Il Dollar Shave Club vende prodotti per la rasatura, con un modello di business che si è dimostrato vincente, basato su un concetto di membership del cliente al Club.
Semplificando al massimo: il cliente acquista, rigorosamente online dal sito, uno starter set, formato da un rasoio e 6 lamette, e da quel momento si attiva una sorta di abbonamento: ogni mese il cliente riceve a casa automaticamente le lamette di ricambio.
In realtà l’offerta è un po’ più articolata: si vendono anche altri prodotti (come la schiuma da barba), si decide la quantità di lamette da ricevere mensilmente in base alla frequenza di rasatura (giornaliera, settimanale etc), e lo starter set contiene anche altri prodotti specifici in base alle esigenze del singolo cliente (sensibilità della pelle, etc.),
Quale metrica per misurare la redditività?
Non appena un nuovo cliente avrà aderito alla membership proposta dal Dollar Shave Club, riceverà lo starter set al prezzo di $ 30. Come avrai capito, è una semplificazione: il prezzo dello starter set varia in base al profilo del cliente (c’è una serie di domande online a cui rispondere per essere orientati nella scelta).
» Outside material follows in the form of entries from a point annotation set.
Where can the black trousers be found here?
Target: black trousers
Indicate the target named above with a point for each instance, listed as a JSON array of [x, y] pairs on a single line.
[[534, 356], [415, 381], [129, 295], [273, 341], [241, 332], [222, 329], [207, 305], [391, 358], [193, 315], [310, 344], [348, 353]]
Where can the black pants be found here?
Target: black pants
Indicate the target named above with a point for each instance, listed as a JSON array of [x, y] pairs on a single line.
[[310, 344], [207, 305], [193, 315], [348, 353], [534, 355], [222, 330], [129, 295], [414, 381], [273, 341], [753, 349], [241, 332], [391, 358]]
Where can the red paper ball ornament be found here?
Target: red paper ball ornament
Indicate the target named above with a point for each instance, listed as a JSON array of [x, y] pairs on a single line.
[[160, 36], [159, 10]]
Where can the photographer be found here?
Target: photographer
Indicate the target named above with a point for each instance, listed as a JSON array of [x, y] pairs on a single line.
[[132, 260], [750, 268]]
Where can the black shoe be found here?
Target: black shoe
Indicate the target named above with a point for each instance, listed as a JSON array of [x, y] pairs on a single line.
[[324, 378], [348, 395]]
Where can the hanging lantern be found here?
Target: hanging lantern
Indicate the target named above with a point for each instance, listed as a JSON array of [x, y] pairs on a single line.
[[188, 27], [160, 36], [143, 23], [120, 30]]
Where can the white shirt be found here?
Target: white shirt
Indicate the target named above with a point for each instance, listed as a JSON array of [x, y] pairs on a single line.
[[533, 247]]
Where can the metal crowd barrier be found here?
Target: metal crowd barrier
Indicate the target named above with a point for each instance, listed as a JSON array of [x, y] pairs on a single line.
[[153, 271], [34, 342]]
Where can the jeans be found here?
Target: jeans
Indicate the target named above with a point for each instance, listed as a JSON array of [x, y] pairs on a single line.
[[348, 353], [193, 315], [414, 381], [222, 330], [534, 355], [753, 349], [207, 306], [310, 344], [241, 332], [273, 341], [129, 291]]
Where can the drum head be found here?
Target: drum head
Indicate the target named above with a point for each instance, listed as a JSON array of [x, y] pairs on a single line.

E ovviamente il nostro ragionamento sarà sempre basato su prezzi e costi al netto dell’Iva.
Il tuo primo pensiero potrebbe essere stato “se ipotizziamo che il primo acquisto ci fa incassare mediamente $ 30, quello è il valore che ci porta l’acquisizione del nuovo cliente…”
Ma già un secondo dopo ti sarai reso conto intuitivamente che le cose sono un po’ più complesse.
Una corretta gestione del business richiede infatti una visione più approfondita e dettagliata, in modo da avere davanti delle cifre che abbiano un reale significato ai fini delle valutazioni e delle decisioni aziendali.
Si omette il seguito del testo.